DALLAS Best-in-class companies actually allow themselves to be worst in class at their weaknesses, according to Frances X. Frei, a Harvard Business School professor and expert on service excellence.
It is a concept that many found difficult to swallow at this month’s Multi-Unit Foodservice Operators conference, as restaurateurs and foodservice executives typically strive for perfection on all fronts. But Frei, best known for her work researching the most successful service-based companies like Commerce Bank, Southwest Airlines and Starbucks Coffee, contended that operations must be allowed to fail at what isn’t important to their brand so that they can succeed in what is most important to their customers.
“The No. 1 obstacle across every industry is not having the stomach to be bad at anything,” she said. “Organizations that will not permit themselves to be bad at anything, those organizations do not win.”
She cited Commerce Bank, once the fastest-growing and most consumer-preferred financial institution, which succeeded by offering best-in-class service, longer operating hours and more face-to-face customer interactions than any other bank. However, they also offered worst-in-class products offerings and product pricing.
“Organizations need to determine what is most and least important,” Frei said. “Be best in class at what is most important to customers and worst in class at what is least important to customers.”
It isn’t easy to determine what a company’s focus should be, and what a company can leave on the sidelines. Winning companies determine whether they want a singular focus on specific service attributes, a multi-tiered focus for different sets of customers and their respective priorities, or actually seek to change customer preference to match what the company offers.

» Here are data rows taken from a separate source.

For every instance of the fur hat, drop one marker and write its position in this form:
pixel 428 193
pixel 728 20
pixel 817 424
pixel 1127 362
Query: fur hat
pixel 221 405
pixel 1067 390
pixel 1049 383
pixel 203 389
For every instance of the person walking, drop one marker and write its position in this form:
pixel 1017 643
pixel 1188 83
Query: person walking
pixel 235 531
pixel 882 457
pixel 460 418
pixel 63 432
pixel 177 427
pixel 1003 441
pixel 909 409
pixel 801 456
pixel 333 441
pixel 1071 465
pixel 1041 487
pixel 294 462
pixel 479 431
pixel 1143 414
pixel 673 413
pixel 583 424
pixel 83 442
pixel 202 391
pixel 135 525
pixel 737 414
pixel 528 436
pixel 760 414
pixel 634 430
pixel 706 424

“If we want sustainable excellence, we have to make these tradeoffs,” she said. “What are the dimensions we’re going after, and what can we give up to get there?”
Frei said most service-based operations also fail on three other aspects: designing operations for their employees to succeed; finding ways to pay for the ideas that would create service excellence; and the inability to get customers “to behave” the way they want them to behave in order to maximize service efforts.
She noted that most companies design operations for the employees they want to employ rather than the employees they have employed. Best-in-class firms design operations and goals around the average employee, rather than the star employee. To get that result, companies must evaluate whether they need to reduce the complexity of operations or raise the sophistication of employees.
“Those companies that fail have an operating environment that is so crazy complicated it takes heroic efforts from employees and you obtain episodic excellence,” Frei said. “You want sustained excellence.”
She suggested that companies go through the process of determining their strengths, finding what the customer wants, and pruning operational practices and staff as often as is needed to keep current with the life cycle of their respective industry.